Ses lianes s’épaissirent. Karel pâlissait à vue d’œil. Il jeta un regard implorant à Elma qui se précipita sur lui. Elle lui saisit le bras et tenta d’arracher la plante. Karel se tordit de douleur, comme si les doigts d’Elma avaient pénétré sa peau et cherchait à lui arracher des morceaux de chair. Comme pour se défendre, la plante s’enroula aussitôt autour du bras d’Elma et la ligota. Effrayée, elle se débattit avec force pour se défaire des lianes, sans succès. Paniqué, Karel essaya de penser de toutes ses forces qu’il ne souhaitait pas ça. Les lianes s’enroulèrent autour de la gorge d’Elma et commencèrent à se resserrer.
Karel s’affola et tira sur les lianes autour de son bras. En réponse à la douleur qu’il s’infligeait, la plante s’enroula davantage autour de ses deux bras jusqu’à sa gorge.

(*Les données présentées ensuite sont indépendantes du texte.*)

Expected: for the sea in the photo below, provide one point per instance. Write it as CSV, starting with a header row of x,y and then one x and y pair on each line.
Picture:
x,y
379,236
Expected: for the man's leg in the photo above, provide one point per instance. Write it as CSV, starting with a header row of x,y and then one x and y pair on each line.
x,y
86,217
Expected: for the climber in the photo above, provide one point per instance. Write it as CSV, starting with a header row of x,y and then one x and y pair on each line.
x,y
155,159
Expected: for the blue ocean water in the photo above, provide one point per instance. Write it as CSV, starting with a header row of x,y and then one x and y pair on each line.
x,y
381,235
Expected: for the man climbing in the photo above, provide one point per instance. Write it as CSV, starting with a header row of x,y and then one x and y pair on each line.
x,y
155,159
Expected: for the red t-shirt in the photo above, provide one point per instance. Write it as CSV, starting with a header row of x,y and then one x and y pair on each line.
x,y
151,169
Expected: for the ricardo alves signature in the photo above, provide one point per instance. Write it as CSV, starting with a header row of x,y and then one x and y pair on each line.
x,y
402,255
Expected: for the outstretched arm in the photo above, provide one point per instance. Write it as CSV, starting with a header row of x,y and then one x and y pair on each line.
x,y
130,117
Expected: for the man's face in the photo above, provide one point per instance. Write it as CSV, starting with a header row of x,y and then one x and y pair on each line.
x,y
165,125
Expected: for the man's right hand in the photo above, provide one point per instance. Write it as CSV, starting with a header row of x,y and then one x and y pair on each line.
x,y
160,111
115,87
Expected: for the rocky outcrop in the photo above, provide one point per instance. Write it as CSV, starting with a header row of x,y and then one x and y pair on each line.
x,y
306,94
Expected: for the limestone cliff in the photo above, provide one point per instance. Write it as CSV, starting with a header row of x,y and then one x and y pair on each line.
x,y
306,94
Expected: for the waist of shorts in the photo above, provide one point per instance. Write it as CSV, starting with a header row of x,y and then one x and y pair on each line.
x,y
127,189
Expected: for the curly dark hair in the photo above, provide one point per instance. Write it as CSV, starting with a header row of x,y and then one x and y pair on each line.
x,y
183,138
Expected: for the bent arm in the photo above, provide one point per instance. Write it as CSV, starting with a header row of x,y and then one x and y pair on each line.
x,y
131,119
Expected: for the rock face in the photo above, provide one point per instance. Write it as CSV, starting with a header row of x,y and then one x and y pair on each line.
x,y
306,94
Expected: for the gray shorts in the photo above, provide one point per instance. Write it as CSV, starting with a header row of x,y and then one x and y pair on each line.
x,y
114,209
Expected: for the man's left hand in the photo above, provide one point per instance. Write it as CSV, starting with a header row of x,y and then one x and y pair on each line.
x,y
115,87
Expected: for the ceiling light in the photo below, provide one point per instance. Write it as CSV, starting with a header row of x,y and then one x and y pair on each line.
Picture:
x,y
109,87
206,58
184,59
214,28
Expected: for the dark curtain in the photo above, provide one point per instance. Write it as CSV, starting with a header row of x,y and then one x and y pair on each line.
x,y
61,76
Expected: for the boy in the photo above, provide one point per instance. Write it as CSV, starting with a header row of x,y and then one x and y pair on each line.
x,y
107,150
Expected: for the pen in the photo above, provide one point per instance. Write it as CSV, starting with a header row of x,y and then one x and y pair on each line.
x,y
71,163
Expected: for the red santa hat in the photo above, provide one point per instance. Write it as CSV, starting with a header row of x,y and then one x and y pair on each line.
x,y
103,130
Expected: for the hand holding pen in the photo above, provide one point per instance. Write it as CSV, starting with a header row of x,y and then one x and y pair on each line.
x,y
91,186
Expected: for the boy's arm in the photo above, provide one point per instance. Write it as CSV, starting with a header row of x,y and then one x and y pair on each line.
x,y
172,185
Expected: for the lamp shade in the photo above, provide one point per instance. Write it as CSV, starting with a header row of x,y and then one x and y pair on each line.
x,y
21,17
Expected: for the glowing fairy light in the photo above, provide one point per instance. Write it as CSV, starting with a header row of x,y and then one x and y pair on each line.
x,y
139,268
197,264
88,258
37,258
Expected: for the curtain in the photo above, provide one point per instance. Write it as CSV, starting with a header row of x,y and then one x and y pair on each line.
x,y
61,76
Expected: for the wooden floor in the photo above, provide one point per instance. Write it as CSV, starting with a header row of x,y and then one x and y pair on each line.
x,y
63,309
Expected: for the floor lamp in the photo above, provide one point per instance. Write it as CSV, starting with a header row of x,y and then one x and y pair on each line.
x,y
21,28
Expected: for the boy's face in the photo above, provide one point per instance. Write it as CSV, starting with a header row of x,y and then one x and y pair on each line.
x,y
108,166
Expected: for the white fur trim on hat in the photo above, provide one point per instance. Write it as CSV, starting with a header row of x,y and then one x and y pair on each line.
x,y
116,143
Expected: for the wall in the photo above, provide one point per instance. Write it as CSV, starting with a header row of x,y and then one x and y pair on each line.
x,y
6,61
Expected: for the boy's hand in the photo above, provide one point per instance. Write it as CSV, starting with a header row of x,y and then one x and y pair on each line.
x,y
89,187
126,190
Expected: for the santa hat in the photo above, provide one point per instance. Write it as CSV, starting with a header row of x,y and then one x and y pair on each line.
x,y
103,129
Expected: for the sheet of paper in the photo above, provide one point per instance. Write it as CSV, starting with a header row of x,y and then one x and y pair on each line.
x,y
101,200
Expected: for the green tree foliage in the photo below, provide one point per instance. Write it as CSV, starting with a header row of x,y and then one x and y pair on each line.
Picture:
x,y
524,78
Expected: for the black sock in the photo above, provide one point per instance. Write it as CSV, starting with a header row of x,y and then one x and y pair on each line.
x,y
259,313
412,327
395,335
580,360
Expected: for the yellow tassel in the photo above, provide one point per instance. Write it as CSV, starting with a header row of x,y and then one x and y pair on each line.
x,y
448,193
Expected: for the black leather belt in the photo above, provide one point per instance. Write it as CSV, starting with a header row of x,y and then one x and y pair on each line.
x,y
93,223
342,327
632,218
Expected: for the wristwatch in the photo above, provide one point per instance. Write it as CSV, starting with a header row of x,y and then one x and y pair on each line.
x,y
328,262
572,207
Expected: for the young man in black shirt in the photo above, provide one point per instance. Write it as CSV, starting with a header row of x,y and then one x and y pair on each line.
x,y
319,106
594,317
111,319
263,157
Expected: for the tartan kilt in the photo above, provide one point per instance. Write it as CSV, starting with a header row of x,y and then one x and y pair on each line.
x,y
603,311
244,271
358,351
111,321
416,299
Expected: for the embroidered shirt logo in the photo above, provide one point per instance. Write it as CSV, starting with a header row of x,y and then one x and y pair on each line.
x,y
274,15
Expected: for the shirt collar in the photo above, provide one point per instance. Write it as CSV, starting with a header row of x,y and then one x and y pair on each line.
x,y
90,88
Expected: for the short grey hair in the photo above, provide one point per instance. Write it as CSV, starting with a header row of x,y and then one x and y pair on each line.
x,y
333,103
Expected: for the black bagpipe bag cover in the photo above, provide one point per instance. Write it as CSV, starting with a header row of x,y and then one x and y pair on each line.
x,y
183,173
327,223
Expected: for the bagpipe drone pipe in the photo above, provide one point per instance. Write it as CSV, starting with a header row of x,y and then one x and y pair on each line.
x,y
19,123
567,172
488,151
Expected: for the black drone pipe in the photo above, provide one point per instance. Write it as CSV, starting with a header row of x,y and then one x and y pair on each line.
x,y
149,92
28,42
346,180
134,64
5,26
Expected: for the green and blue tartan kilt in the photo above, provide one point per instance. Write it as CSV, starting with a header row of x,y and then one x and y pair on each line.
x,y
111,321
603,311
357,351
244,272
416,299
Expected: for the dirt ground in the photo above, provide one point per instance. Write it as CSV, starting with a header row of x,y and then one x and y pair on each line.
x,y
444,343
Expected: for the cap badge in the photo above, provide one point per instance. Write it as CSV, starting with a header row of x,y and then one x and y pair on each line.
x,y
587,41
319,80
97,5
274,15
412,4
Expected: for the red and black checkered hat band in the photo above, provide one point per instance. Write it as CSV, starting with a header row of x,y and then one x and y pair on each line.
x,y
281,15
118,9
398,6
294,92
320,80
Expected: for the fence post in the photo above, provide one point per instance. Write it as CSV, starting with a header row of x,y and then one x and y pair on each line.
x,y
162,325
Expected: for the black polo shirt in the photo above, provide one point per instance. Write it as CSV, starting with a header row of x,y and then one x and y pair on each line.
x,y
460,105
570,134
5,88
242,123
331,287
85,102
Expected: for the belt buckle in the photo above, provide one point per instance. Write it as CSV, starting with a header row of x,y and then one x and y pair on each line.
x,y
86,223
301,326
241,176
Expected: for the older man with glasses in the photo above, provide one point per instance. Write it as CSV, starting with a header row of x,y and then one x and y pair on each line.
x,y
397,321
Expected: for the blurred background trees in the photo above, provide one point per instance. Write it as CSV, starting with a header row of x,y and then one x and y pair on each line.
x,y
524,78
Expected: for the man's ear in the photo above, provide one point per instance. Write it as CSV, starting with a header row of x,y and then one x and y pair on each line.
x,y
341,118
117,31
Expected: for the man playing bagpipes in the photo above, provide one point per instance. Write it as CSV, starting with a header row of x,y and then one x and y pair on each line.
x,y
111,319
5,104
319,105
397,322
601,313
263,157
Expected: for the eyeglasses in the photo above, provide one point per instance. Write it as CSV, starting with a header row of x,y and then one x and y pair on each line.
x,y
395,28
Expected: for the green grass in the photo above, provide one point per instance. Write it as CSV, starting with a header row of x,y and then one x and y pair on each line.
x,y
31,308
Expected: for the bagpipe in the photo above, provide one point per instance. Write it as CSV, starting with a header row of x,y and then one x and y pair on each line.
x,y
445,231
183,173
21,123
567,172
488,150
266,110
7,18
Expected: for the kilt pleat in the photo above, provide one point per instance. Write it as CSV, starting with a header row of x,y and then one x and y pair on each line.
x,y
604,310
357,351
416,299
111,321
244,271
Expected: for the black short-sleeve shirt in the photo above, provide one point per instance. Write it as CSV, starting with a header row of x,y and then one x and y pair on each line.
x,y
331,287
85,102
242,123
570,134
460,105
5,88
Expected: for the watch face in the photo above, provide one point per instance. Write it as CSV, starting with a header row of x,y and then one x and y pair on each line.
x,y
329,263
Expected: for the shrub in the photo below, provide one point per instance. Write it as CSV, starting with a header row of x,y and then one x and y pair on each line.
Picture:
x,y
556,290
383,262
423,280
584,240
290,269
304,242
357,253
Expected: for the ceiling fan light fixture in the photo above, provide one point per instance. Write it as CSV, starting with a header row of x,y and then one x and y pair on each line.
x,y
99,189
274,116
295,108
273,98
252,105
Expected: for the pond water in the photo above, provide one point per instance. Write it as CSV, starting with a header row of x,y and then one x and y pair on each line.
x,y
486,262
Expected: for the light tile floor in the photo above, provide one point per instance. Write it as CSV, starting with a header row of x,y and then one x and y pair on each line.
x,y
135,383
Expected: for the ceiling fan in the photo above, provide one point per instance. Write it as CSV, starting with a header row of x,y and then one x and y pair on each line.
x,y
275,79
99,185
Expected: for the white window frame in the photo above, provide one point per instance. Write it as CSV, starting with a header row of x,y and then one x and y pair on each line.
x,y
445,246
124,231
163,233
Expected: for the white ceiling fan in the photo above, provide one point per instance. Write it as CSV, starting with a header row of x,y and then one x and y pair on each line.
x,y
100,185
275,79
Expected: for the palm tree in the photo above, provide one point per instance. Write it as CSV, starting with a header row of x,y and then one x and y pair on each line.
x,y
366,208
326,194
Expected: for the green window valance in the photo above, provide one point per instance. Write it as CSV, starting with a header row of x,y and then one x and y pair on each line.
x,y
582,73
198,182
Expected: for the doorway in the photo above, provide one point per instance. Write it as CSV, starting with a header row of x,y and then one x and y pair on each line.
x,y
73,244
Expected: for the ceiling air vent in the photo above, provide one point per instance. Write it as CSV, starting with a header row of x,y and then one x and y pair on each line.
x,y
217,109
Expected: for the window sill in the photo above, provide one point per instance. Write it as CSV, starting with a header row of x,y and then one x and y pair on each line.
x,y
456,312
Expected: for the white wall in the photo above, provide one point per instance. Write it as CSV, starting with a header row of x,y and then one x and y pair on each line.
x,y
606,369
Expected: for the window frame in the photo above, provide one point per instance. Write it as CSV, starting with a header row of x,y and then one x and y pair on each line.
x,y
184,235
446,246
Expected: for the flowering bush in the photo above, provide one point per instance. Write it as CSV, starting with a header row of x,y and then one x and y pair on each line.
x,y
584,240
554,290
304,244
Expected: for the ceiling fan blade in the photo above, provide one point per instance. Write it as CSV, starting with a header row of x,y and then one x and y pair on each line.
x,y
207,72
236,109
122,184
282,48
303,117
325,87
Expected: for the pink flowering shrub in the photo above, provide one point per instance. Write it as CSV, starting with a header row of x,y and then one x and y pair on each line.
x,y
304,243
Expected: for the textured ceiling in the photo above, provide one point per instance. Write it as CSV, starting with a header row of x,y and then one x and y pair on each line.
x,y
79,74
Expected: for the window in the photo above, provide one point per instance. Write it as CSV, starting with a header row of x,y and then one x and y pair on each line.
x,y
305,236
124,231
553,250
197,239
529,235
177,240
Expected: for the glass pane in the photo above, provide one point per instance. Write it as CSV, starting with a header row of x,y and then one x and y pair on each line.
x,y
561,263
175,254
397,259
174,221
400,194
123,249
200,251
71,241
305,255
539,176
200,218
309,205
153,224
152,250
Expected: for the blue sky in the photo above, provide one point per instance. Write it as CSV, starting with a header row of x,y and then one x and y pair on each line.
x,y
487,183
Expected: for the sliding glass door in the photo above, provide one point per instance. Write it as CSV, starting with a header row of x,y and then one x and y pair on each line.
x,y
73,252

Soudain, les tiges s’arrachèrent de son corps pendant qu’il était vivement projeté sur le sol. Tremblant de peur, le petit garçon eut à peine le temps de comprendre ce qui se passait que des bras l’étreignirent avec émotion. Le soulagement l’envahit lorsqu’il reconnût Elma. Elle allait bien. Elle tremblait encore un peu malgré elle, mais elle n’y prêtait aucune attention. Elma se contentait de serrer Karel dans ses bras avec force.
Il risqua un œil par-dessus l’épaule de la jeune femme et aperçut son Maître, dos à eux. Serymar réduisit la plante géante en cendres d’un simple mouvement de la main. Puis il tourna son regard vers Elma et Karel, une expression sévère sur le visage.